Nelson Carvajal is an independent digital filmmaker, writer and content creator based out of Chicago, Illinois. His digital short films usually contain appropriated content and have screened at such venues as the London Underground Film Festival. Carvajal runs a blog called FREE CINEMA NOW which boasts the tagline: "Liberating Independent Film And Video From A Prehistoric Value System."
You can follow Nelson on Twitter here.

Matthew Cheney's work has been published by English Journal, One Story, Web Conjunctions, Strange Horizons, Failbetter.com, Ideomancer, Pindeldyboz, Rain Taxi, Locus, The Internet Review of Science Fiction and SF Site, among other places, and he is the former series editor for Best American Fantasy. He teaches English, Women's Studies, and Communications & Media Studies at Plymouth State University.

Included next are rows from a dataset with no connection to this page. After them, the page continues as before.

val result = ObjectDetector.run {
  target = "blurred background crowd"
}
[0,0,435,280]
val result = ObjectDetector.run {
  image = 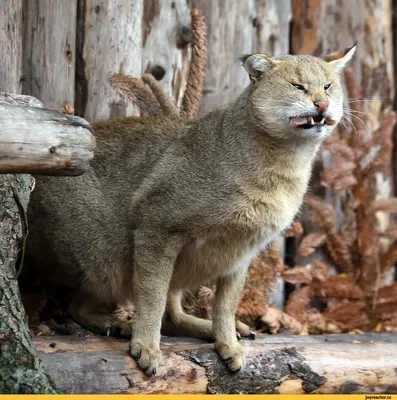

VIDEO ESSAY: Ninja Turtles: Generation Y in a Half Shell

VIDEO ESSAY: Ninja Turtles: Generation Y in a Half Shell

“Ugh. Where do they come up with this stuff?” groans a frustrated Raphael, the brooding, red-bandana-wearing member of the Ninja Turtles, whilst walking out of a New York movie theater that’s playing the 1980s creature feature Critters. Here’s why this is an important scene in director Steve Barron’s live-action film Teenage Mutant Ninja Turtles: The 1980s saw an explosion of brawny, Reagan-infused cartoon TV series (e.g. Transformers and G.I. Joe) and live-action romps (e.g. the American family battling the furry aliens in Critters is yet another microcosmic representation of Reagan’s war against international terrorism), but when TMNT hit cinemas in the spring of 1990, its band of sewer-dwelling, skateboard-riding (mutant) outcasts aligned themselves with what we call Generation Y (people born between the late 70s and early 90s), leaving behind the pandemic seriousness of the 80s (industrializing economies, wars in the Middle East, etc.) and embracing a childlike irreverence, a burgeoning urban terrain and yes, lots of pizza with no anchovies. The Turtles were in a pop culture class all by themselves. After emerging as an overnight sensation with comic book fans (Ninja Turtles’ creators Peter Laird and Kevin Eastman only printed 3,000 copies of the original black and white magazine-style comic book in 1984), the Ninja Turtles quickly became a phenomenon both onscreen (its popular animated TV series debuted in 1987) and off (Playmates Toys began producing Turtles action figures in 1987, becoming regular “must-haves” for the youth). Considering all of this Turtlemania, it’s remarkable that Barron’s live-action Turtles film was able to thwart the “Saturday morning” innocence of its source material and create a dark, atmospheric film which dug a little deeper into the themes that would interest its target audience—Generation Y.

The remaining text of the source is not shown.